Lois, règlements ou référendum ?
Quel sort veulent-ils voir réserver à leurs mesures : textes réglementaires, projets de loi, ou référendum ? Les citoyens devront en décider lors de cette ultime session. La rumeur voudrait qu’Emmanuel Macron envisage un référendum, notamment sur la proposition de rénovation globale obligatoire proposée par les citoyens. Ce qui a surpris bon nombre des membres de la Convention.
« S’il décide avant que notre vote ait lieu. A quoi sert cette Convention ? » s’étonne Corinne, réservée à l’idée de passer par un référendum : la peur du vote sanction. « C’est un risque d’y soumettre des mesures impactantes, comme la rénovation globale. Si les Français votent non par manque d’informations. On fait quoi ? Rien ? Il y a pourtant urgence. »
Vers un multi-référendum à l’automne ?
William aussi se dit étonné et ne trouve pas « correct » que le chef de l’État puisse décider quoi que ce soit sans leur vote. Probablement « une stratégie, un ballon d’essai pour voir comment les gens réagissent. » Pas hostile à l’idée de consulter les Français sur leurs mesures, il défend l’idée d’un référendum « à questions multiples sur de grands sujets. C’est aussi ce que réclament les députés PS et apparentés, un référendum sur « une ou plusieurs propositions de la Convention citoyenne pour le climat. » Certains évoquent un « multi-referendum » à l’automne.

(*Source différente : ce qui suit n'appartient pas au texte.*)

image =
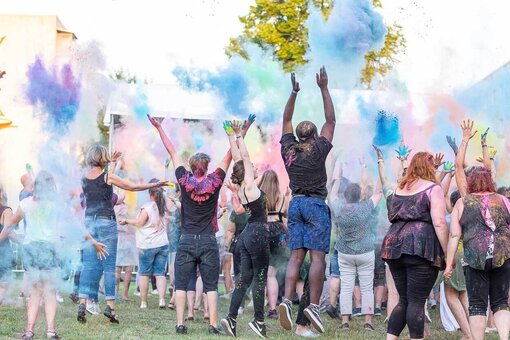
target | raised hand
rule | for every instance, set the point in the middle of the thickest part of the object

« On ne veut pas servir d’alibi »
À l'Élysée, où on réfléchit depuis des semaines à un acte II du quinquennat ambitieux sur le front écologique, ces propositions sont attendues comme une « bouée de sauvetage. » « On sait qu’Emmanuel Macron peut se servir de la Convention pour relancer son mandat mais on ne veut pas servir d’alibi » confie un des citoyens. « Tant qu’on ne sait pas ce que nos propositions deviendront, on reste sur nos gardes. » Aucun d’entre eux n’a oublié la promesse que le Président leur avait faite en janvier : soumettre « sans filtre » leurs propositions, pour peu qu'elles soient conformes à la Constitution et prévoient le financement permettant leur mise en œuvre.
La réponse du gouvernement attendue dès juillet
« Ce qui motive le comité de gouvernance, c’est le sérieux de la réponse du gouvernement, rappelle le comité de gouvernance de la convention qui espère un retour le plus rapide possible. Laurence Tubiana, coprésidente du comité, souhaite que le président de la République tienne compte des propositions de la Convention dans les grandes orientations pour la fin de son mandat, présentées le 14 juillet prochain. La réponse du gouvernement devrait intervenir lors d’une huitième session, dont la date n’a pas encore été fixée.

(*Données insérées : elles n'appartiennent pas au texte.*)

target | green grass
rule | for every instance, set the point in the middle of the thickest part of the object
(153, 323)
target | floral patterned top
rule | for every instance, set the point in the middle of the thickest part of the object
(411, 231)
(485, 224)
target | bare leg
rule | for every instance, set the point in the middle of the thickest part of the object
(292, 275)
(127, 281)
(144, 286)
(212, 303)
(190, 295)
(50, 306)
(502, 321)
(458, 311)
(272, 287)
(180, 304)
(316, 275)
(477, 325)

« Nous serons très vigilants que le Président tienne sa promesse et ne prenne pas les travaux comme un menu à la carte », affirme Réseau Action Climat
De côté des ONG, on attend maintenant « un passage aux actes ». « Il y a énormément de mesures, et cela montre qu’il n’y a pas de solution miracle pour le climat, qu’il faut toucher à tous les secteurs » souligne Anne Bringault, responsable transition énergétique au Réseau Action Climat, fédération d'ONG. Renforcement du malus sur les véhicules polluants, interdiction de la publicité des produits les plus émetteurs de gaz à effet de serre, rénovation globale des bâtiments obligatoire, interdiction des pesticides, « ces mesures sont des marqueurs incontournables pour réduire les gaz à effet de serre.

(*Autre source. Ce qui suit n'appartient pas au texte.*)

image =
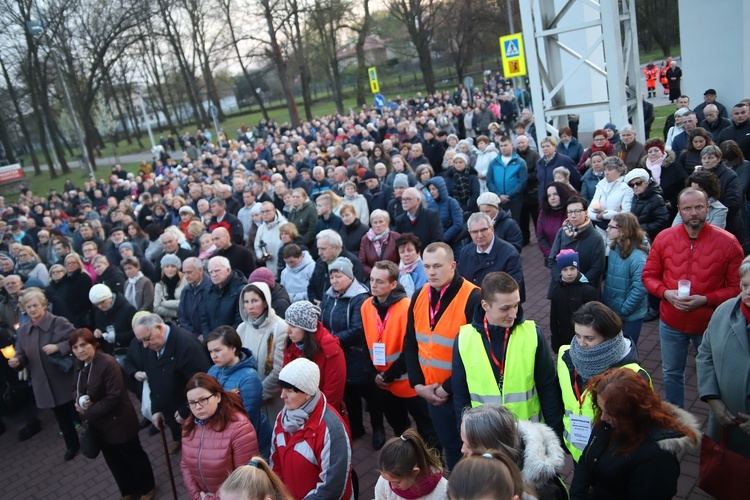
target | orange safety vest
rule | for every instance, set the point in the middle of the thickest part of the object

Continuer à nourrir le débat
Une chose est sûre, les 150 citoyens n'ont pas l'intention de laisser leurs travaux se perdre. La majorité d’entre eux compte se rassembler en association, pour assurer le suivi de la Convention et mettre à la disposition de tous, le fruit de leurs débats et réflexions. « Nous avons tiré au sort pour représenter les Français, les propositions doivent leur être transmises » explique Grégoire à l’origine du projet. Les propositions rejetées, ainsi que les raisons pour lesquelles elles l'ont été, seront également rendues publiques, afin de nourrir le débat dans les prochains mois. « Le début d’autre chose » ajoute William. Comme si le combat ne faisait que commencer.